毎度毎度同じような書き出しで恐縮ですが、雨隠ギド『終電にはかえします』を読みました。

 百合漫画です。ぼくはわりに百合ものが好きで、小説やら漫画やらいろいろ読んでいるのですが、あまりおもしろいと思うものには巡り会いません。しかし、これは良かった。

 何とも云えず、良かったですね。一読した後も、くり返しくり返し読み返し、楽しんでいます。数本の短編が収録された短篇集なのですが、どの話もそれぞれに魅力的でした。

 160ページほどの内容で720円というのは、少々高いようにも思えますが、まあ部数があまり出ていないのだろうから仕方ないのかなあ。とにかく個人的には値段に見合うだけの作品だったと捉えています。

 それでは、何がそれほど良かったのか? これはむずかしいところで、そうだな、何が良かったのだろう。

 収録作はいずれも云ってしまえば他愛ない話で、特別に壮大だったり、感動的だったりするわけではありません。たとえば萩尾望都の「半神」がすばらしいというのとは、わけが違います。しかし、それはそれとして、やはり染み入るような魅力があるのですね。

 百合ものは、たいてい物語そのものはそう壮大な話ではない。まあ、『魔法少女まどか☆マギカ』みたいに宇宙スケールに拡大してゆく場合もありますが、それは極端な例外で、ほとんどは主人公たちの関係性に主眼が置かれているのだけれど、この漫画はこの話はその関係性が良く描けていたということなのかもしれません。ちょっとよくわからない……。

 以前から語っていますが、ぼくは百合漫画のバラエティにちょっと不満があります。それぞれに趣向を凝らしていることには違いないのだけれど、それにしても、他愛ないラブロマンス、ないしラブコメディに偏っている気がしてならない。

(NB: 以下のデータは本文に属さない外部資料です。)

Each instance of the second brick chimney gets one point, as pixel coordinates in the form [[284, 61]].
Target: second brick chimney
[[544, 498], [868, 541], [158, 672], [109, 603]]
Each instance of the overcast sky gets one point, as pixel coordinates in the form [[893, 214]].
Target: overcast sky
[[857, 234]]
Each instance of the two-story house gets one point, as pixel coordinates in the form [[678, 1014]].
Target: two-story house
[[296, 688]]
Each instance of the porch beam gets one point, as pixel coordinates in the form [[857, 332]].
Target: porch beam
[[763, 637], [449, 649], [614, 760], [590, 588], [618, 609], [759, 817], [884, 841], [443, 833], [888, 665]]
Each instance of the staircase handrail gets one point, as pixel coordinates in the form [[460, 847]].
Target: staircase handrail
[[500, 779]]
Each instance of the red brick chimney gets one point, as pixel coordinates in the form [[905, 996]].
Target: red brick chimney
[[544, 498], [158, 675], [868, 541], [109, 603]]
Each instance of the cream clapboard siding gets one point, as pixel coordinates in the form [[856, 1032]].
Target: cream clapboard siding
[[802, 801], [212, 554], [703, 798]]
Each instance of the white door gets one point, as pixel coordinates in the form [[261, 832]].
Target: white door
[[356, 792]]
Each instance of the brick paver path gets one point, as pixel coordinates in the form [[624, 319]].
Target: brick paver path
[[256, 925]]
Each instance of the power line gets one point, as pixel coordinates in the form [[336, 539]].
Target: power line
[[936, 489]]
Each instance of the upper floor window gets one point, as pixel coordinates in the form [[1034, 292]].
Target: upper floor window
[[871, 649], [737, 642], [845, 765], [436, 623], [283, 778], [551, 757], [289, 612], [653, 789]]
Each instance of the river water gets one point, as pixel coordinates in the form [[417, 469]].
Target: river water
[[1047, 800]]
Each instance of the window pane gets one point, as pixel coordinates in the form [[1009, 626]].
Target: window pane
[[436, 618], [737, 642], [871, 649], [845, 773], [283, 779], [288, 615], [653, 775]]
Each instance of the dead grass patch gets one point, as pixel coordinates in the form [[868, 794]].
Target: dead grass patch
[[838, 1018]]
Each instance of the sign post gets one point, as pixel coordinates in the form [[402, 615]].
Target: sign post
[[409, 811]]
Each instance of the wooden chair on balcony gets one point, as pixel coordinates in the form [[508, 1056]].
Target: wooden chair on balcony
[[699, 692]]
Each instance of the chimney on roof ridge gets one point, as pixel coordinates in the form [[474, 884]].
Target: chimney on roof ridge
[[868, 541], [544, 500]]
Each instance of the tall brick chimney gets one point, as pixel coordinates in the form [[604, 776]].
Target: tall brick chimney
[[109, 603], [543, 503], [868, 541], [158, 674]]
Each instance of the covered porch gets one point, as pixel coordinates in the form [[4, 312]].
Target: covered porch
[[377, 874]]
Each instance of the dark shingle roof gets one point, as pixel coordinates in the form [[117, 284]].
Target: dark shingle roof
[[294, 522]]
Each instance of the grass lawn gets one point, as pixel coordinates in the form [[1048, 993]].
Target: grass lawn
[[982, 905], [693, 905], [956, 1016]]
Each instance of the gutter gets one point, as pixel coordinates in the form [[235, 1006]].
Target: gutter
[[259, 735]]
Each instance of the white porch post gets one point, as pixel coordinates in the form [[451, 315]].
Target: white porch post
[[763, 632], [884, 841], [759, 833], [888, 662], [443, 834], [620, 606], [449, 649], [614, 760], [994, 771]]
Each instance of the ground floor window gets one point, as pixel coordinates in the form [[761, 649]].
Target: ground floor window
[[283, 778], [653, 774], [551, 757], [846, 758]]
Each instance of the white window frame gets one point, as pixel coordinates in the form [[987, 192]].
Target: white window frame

 いや、そういうものだと割りきって楽しむものだということはわかっているのですが、もう少し、エンターテインメントとして波乱に富んだ物語も読んでみたいな、と。

 まあ、ぼくが知らないだけで、さまざまな作品があるのかもしれません。もしそうなら、教えてもらえれば読みますが、どうなんだろう。

 百合とは少し違う、むしろレズビアン小説と云うべきなのかもしれませんが、サラ・ウォーターズの『荊の城』などはすばらしい出来でしたね。あの水準のものをもっと読みたい。あれは『このミス』の首位を取ったりしているレベルなので、とてもむずかしいだろうとは思いますが――。